Angela Davis was on the FBI’s Ten Most Wanted list in 1970. She was acquitted of all charges. She became a professor. She wrote books that changed how America thinks about prisons. She is still alive, still fighting, and still right (the establishment must be getting tired of being wrong about her).
prison abolition. Not prison reform (better food, better conditions, better guards). Abolition. Tear the whole fucking system down. Davis argues that prisons do not exist to stop crime. They exist to manage social problems the ruling class does not want to solve. Poverty, addiction, mental illness, homelessness. Instead of building housing and healthcare, America builds cages.
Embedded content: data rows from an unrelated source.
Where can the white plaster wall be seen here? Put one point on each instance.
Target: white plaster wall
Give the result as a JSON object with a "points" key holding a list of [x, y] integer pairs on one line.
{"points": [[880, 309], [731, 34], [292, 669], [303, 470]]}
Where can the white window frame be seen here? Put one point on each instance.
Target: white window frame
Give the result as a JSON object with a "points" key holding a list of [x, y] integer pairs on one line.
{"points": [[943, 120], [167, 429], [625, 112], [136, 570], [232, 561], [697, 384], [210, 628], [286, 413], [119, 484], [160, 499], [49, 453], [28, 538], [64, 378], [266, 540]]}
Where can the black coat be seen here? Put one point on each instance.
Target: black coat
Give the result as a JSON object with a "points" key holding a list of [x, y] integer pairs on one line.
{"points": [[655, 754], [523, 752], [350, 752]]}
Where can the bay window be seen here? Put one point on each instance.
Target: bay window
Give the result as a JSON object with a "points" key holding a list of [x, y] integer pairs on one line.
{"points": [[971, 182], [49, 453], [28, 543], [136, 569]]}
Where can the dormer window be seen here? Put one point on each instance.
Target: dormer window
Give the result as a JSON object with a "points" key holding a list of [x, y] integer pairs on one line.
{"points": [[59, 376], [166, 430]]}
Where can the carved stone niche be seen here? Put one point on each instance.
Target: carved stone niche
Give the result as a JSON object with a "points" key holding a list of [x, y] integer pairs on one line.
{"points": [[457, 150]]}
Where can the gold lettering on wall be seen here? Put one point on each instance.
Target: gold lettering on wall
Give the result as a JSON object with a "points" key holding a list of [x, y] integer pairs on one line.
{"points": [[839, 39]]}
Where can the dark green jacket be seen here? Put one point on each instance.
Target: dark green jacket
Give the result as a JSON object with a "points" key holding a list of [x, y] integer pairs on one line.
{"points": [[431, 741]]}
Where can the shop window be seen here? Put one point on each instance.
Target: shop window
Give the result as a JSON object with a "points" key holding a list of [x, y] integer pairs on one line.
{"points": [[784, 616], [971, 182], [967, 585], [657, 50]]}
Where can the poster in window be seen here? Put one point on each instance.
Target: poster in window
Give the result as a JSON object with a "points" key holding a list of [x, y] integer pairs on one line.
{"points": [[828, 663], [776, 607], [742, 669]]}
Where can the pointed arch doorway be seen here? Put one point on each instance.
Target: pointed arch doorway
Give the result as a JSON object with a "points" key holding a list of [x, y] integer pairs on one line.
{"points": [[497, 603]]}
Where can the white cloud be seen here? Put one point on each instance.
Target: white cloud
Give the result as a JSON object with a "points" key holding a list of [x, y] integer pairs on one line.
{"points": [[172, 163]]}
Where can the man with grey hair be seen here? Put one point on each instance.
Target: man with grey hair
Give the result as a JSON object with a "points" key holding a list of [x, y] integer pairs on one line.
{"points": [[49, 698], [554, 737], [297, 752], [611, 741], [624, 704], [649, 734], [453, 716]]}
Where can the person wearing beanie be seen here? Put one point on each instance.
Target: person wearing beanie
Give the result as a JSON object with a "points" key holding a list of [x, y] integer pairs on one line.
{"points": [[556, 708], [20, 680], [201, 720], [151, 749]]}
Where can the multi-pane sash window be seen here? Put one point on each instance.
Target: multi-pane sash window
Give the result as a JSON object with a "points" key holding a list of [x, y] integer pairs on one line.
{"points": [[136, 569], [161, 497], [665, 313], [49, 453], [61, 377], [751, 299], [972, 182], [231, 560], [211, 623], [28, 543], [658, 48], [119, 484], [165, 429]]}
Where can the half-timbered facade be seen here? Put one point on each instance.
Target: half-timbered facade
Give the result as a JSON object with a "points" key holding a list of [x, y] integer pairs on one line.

Are Prisons Obsolete? (2003) is the shortest and clearest argument for abolition you will ever read. Davis walks through the history of prisons from their roots in slavery (the 13th Amendment explicitly allows slavery as punishment for a crime, and guess who gets punished most) to the modern prison-industrial complex.
She was in the Black Panther Party and the Communist Party USA. She was fired from UCLA for her politics. She ran for Vice President on the Communist ticket in 1980 and got 50,000 votes (which is 50,000 more than you got). She is a professor at UC Santa Cruz. She has spent her whole life proving you can be both an intellectual and an activist. You do not have to choose.
Starter book: Are Prisons Obsolete? (2003). Read it in a weekend.